DESCRIPTION (provided by applicant): The goal of this grant is to generate new mouse models for human diseases of the elastic fiber system. Quantitative and qualitative changes in the extracellular elastic fiber network are known to be associated with a range of congenital and degenerative conditions affecting the cardiovascular, pulmonary, skeletal, ocular and cutaneous systems. The extracellular matrix protein fibulin-4 has recently emerged as a molecule that is essential for elastic fiber assembly. This protein interacts with tropoelastin and fibrillin-1, and its deficiency results in impaired elastic fiber formation and increased TGF-2 signaling in mice. Recently, missense mutations in fibulin-4 have been identified in human patients with clinical manifestations of aortic aneurysm, pulmonary artery stenosis, tortuous arteries, emphysema, congenital bone fractures, joint laxity and cutis laxa. These findings suggest that fibulin-4 is pleiotropic with widespread effects, and that amino acid variations in fibulin-4 may be risk factors for complex diseases, such as aneurysm, emphysema and osteoporosis. This application proposes to generate two mouse models harboring different missense fibulin-4 mutations recently identified in patients. The missense mutations will be introduced into mouse embryonic stem cells, which will be used to generate heterozygous and then homozygous mouse mutants. These models will facilitate a deeper understanding of the molecular basis and pathogenesis of diseases resulting from fibulin-4 missense mutations. The mouse mutants can be bred with mouse models of other elastic fiber components in the future, thereby enabling studies of differential and overlapping functions served by fibulin-4 and other key elastic fiber components. The mouse models will also provide novel insights into the etiology and pathogenesis of complex diseases associated with elastic fiber dysfunction. Availability of these mouse models is central to the evaluation of therapeutic strategies for elastic fiber diseases. PUBLIC HEALTH RELEVANCE: This application proposes to generate mouse models for human diseases of the elastic fiber system. Defects in elastic fibers of the connective tissue can result in aortic aneurysm, lung emphysema, bone fractures and loose skin. Generation of mouse models is central to the development of therapeutic treatment for these disorders.

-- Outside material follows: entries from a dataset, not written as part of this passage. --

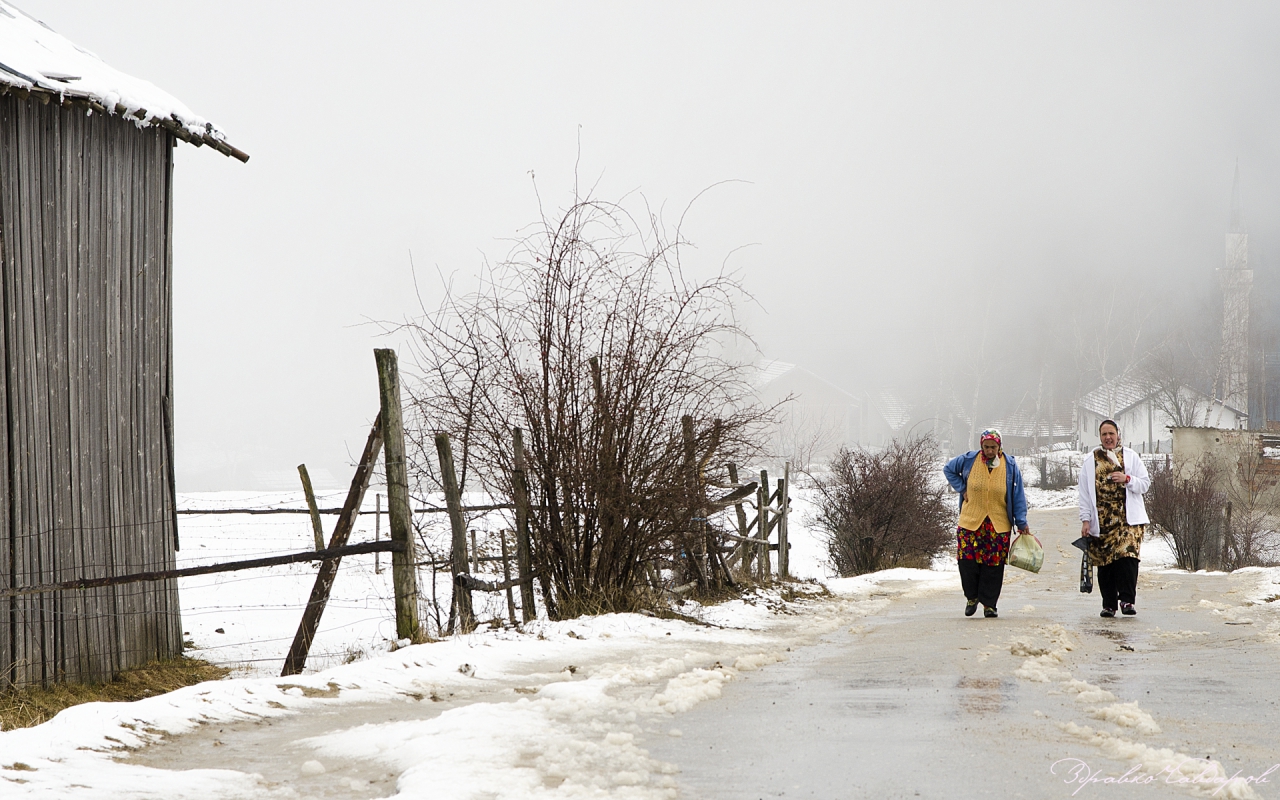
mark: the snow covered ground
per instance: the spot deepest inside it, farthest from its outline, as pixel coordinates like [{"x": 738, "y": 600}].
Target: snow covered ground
[{"x": 565, "y": 709}]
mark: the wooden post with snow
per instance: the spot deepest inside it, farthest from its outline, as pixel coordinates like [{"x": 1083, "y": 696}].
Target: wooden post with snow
[
  {"x": 297, "y": 657},
  {"x": 524, "y": 552},
  {"x": 398, "y": 512},
  {"x": 762, "y": 524},
  {"x": 458, "y": 525},
  {"x": 316, "y": 529},
  {"x": 784, "y": 503},
  {"x": 506, "y": 576},
  {"x": 744, "y": 549}
]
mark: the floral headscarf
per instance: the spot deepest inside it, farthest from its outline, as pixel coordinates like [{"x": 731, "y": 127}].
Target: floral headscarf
[{"x": 991, "y": 434}]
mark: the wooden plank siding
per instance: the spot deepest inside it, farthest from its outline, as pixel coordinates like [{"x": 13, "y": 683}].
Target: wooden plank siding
[{"x": 85, "y": 400}]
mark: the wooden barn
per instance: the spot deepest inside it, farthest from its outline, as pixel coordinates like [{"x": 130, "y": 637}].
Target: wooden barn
[{"x": 86, "y": 368}]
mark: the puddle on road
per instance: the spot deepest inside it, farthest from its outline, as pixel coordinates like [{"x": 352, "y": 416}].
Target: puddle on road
[{"x": 983, "y": 695}]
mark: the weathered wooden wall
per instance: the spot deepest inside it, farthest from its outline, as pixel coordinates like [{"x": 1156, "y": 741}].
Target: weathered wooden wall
[{"x": 86, "y": 489}]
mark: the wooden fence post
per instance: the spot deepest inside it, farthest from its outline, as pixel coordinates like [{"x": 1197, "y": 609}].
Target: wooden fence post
[
  {"x": 524, "y": 554},
  {"x": 784, "y": 507},
  {"x": 400, "y": 516},
  {"x": 297, "y": 657},
  {"x": 762, "y": 524},
  {"x": 458, "y": 524},
  {"x": 316, "y": 529},
  {"x": 506, "y": 577}
]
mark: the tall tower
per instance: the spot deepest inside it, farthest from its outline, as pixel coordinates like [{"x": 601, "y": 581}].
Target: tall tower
[{"x": 1237, "y": 280}]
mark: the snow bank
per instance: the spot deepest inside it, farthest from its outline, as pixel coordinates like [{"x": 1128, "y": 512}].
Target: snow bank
[{"x": 553, "y": 709}]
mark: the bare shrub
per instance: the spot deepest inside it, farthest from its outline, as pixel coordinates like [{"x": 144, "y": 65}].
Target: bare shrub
[
  {"x": 1253, "y": 502},
  {"x": 1187, "y": 508},
  {"x": 594, "y": 342},
  {"x": 883, "y": 510}
]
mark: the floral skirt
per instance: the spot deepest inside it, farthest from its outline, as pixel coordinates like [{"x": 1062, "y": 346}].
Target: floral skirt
[{"x": 983, "y": 545}]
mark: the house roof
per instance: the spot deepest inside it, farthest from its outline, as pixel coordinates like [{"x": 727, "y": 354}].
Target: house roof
[
  {"x": 1052, "y": 424},
  {"x": 892, "y": 410},
  {"x": 1120, "y": 394},
  {"x": 36, "y": 60}
]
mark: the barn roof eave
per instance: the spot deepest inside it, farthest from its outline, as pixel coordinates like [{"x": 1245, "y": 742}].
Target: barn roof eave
[{"x": 170, "y": 123}]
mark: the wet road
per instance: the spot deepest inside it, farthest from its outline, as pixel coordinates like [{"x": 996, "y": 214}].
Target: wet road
[{"x": 920, "y": 702}]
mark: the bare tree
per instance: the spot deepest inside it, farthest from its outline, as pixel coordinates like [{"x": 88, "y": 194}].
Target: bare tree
[
  {"x": 1187, "y": 508},
  {"x": 593, "y": 339},
  {"x": 883, "y": 510}
]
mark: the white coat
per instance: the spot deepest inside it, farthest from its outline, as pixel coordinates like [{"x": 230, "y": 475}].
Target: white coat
[{"x": 1134, "y": 507}]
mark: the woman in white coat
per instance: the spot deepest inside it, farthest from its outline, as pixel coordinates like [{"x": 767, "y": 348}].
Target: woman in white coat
[{"x": 1114, "y": 517}]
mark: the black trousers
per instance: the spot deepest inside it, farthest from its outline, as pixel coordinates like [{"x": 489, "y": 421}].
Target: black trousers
[
  {"x": 981, "y": 583},
  {"x": 1118, "y": 581}
]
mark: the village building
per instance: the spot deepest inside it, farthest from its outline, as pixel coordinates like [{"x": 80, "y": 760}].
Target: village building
[
  {"x": 1147, "y": 408},
  {"x": 1142, "y": 412},
  {"x": 86, "y": 365}
]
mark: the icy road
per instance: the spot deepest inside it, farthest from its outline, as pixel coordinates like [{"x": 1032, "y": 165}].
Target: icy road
[{"x": 1048, "y": 700}]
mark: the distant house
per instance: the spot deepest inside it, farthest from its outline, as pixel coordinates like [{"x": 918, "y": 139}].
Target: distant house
[
  {"x": 818, "y": 420},
  {"x": 86, "y": 369},
  {"x": 887, "y": 417},
  {"x": 1141, "y": 412}
]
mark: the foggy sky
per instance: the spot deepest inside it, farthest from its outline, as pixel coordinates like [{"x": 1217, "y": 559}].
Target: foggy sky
[{"x": 903, "y": 169}]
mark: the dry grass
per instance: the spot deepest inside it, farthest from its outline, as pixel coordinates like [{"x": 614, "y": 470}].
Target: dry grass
[{"x": 22, "y": 708}]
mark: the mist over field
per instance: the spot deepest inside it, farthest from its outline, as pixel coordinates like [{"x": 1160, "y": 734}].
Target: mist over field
[{"x": 922, "y": 197}]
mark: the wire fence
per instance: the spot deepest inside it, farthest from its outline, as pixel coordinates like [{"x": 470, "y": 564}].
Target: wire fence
[{"x": 247, "y": 620}]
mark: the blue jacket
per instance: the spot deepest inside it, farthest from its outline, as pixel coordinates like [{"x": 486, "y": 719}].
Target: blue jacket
[{"x": 1015, "y": 499}]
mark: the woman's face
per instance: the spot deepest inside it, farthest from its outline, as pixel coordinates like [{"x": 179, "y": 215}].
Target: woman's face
[{"x": 1110, "y": 437}]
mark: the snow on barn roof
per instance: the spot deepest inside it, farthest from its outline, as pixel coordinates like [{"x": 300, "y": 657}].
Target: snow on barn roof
[
  {"x": 35, "y": 59},
  {"x": 895, "y": 412},
  {"x": 768, "y": 371},
  {"x": 1116, "y": 396},
  {"x": 1054, "y": 424}
]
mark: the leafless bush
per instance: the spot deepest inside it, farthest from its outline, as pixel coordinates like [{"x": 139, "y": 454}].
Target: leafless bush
[
  {"x": 883, "y": 510},
  {"x": 1252, "y": 508},
  {"x": 593, "y": 341},
  {"x": 1188, "y": 510}
]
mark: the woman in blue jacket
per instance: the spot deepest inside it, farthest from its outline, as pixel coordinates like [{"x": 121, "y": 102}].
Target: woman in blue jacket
[{"x": 991, "y": 504}]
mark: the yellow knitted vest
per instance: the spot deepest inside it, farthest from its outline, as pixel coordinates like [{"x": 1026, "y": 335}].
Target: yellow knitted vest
[{"x": 986, "y": 497}]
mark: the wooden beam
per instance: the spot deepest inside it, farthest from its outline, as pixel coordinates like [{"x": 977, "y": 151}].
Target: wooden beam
[
  {"x": 231, "y": 566},
  {"x": 316, "y": 529},
  {"x": 398, "y": 513},
  {"x": 297, "y": 657}
]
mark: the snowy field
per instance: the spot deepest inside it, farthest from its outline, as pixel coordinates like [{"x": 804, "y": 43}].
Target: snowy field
[
  {"x": 247, "y": 620},
  {"x": 552, "y": 709}
]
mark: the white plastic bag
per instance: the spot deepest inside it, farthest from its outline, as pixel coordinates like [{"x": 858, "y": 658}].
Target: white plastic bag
[{"x": 1027, "y": 553}]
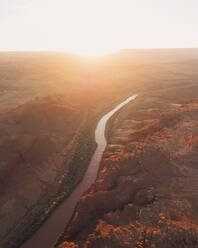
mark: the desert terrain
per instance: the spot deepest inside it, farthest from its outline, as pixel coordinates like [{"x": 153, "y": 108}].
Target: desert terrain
[{"x": 145, "y": 192}]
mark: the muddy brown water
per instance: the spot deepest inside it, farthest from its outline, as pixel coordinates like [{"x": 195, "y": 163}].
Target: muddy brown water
[{"x": 49, "y": 231}]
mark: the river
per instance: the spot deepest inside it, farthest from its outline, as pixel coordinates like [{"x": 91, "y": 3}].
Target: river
[{"x": 49, "y": 231}]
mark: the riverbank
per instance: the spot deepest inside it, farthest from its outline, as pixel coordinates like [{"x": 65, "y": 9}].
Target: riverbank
[{"x": 145, "y": 193}]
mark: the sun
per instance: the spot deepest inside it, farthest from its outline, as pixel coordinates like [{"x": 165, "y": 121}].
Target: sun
[{"x": 92, "y": 52}]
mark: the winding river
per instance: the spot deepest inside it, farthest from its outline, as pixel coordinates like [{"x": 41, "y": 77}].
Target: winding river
[{"x": 55, "y": 223}]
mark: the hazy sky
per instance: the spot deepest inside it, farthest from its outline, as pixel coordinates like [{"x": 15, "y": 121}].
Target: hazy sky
[{"x": 97, "y": 26}]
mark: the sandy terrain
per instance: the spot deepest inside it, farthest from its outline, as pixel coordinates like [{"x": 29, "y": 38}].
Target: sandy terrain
[{"x": 146, "y": 191}]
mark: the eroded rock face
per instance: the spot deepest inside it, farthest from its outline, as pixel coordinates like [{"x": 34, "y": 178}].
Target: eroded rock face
[{"x": 146, "y": 190}]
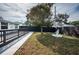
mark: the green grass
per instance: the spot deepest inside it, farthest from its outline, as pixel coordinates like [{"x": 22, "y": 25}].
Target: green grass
[{"x": 46, "y": 44}]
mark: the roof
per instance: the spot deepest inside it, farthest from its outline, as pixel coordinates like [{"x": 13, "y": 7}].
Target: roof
[{"x": 6, "y": 21}]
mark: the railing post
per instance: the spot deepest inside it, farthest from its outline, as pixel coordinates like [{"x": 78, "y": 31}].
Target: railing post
[{"x": 4, "y": 36}]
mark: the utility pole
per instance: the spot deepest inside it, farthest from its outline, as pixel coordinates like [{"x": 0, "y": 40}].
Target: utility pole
[{"x": 55, "y": 12}]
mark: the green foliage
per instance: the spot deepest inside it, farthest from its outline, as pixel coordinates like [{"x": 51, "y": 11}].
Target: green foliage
[
  {"x": 75, "y": 23},
  {"x": 39, "y": 14}
]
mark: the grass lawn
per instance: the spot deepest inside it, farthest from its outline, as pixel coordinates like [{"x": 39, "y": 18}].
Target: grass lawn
[{"x": 46, "y": 44}]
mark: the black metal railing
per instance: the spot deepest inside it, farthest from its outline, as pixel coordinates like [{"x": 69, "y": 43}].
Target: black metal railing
[{"x": 7, "y": 36}]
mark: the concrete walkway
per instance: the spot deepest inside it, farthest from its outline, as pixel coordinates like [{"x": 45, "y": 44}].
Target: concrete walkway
[{"x": 15, "y": 47}]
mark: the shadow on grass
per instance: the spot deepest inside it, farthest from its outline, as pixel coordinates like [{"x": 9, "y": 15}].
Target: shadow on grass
[{"x": 62, "y": 46}]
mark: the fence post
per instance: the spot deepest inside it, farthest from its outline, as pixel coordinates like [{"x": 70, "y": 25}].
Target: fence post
[
  {"x": 4, "y": 36},
  {"x": 18, "y": 32}
]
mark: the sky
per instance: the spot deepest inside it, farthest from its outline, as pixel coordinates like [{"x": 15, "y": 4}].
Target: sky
[{"x": 17, "y": 11}]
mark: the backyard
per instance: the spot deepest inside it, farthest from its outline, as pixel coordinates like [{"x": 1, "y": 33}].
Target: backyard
[{"x": 45, "y": 44}]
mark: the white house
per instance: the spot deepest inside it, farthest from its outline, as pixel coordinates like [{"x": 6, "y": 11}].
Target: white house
[{"x": 4, "y": 24}]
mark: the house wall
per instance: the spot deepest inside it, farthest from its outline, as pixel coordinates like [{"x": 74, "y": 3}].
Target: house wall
[{"x": 11, "y": 26}]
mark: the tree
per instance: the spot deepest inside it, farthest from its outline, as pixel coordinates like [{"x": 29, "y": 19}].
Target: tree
[
  {"x": 39, "y": 15},
  {"x": 76, "y": 23},
  {"x": 63, "y": 17}
]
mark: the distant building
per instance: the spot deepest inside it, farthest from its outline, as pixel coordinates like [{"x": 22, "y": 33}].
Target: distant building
[{"x": 4, "y": 24}]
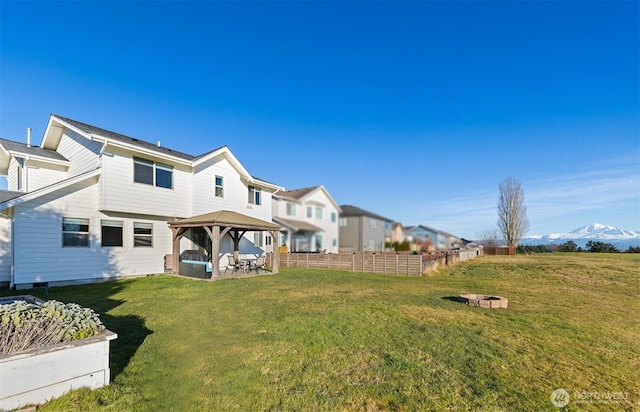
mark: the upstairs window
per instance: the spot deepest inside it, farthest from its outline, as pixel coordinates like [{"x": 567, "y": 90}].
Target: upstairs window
[
  {"x": 291, "y": 209},
  {"x": 219, "y": 186},
  {"x": 152, "y": 173},
  {"x": 111, "y": 232},
  {"x": 254, "y": 195},
  {"x": 142, "y": 234},
  {"x": 75, "y": 232}
]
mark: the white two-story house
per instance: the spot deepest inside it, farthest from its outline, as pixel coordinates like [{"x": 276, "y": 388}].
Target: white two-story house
[
  {"x": 308, "y": 218},
  {"x": 89, "y": 204}
]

描述（由申请人提供）：本资助的目标是为人类弹性纤维系统疾病生成新的小鼠模型。已知细胞外弹性纤维网络的定量和定性变化与一系列影响心血管、肺、骨骼、眼和皮肤系统的先天性和退行性疾病有关。细胞外基质蛋白纤维蛋白-4最近被发现是一种对弹性纤维组装至关重要的分子。该蛋白与tropoelastin和fibrin -1相互作用，其缺乏导致小鼠弹性纤维形成受损和TGF-2信号传导增加。近年来，在临床表现为主动脉瘤、肺动脉狭窄、动脉弯曲、肺气肿、先天性骨折、关节松弛和皮肤松弛的人类患者中发现了纤维蛋白-4的错义突变。这些发现表明，纤维蛋白-4具有多效性，具有广泛的作用，纤维蛋白-4的氨基酸变异可能是动脉瘤、肺气肿和骨质疏松症等复杂疾病的危险因素。本应用程序拟产生两种小鼠模型，其中包含最近在患者中发现的不同错义纤维蛋白-4突变。这些错义突变将被引入小鼠胚胎干细胞，用于产生杂合和纯合的小鼠突变体。这些模型将有助于更深入地了解由纤维蛋白-4错义突变引起的疾病的分子基础和发病机制。未来，这些小鼠突变体可以与其他弹性纤维成分的小鼠模型一起繁殖，从而能够研究纤维蛋白-4和其他关键弹性纤维成分的差异和重叠功能。小鼠模型也将为与弹性纤维功能障碍相关的复杂疾病的病因和发病机制提供新的见解。这些小鼠模型的可用性是评估弹性纤维疾病治疗策略的核心。公共卫生相关性：该应用程序建议生成人类弹性纤维系统疾病的小鼠模型。结缔组织弹性纤维的缺陷可导致主动脉瘤、肺气肿、骨折和皮肤松弛。小鼠模型的生成对这些疾病的治疗性治疗的发展至关重要。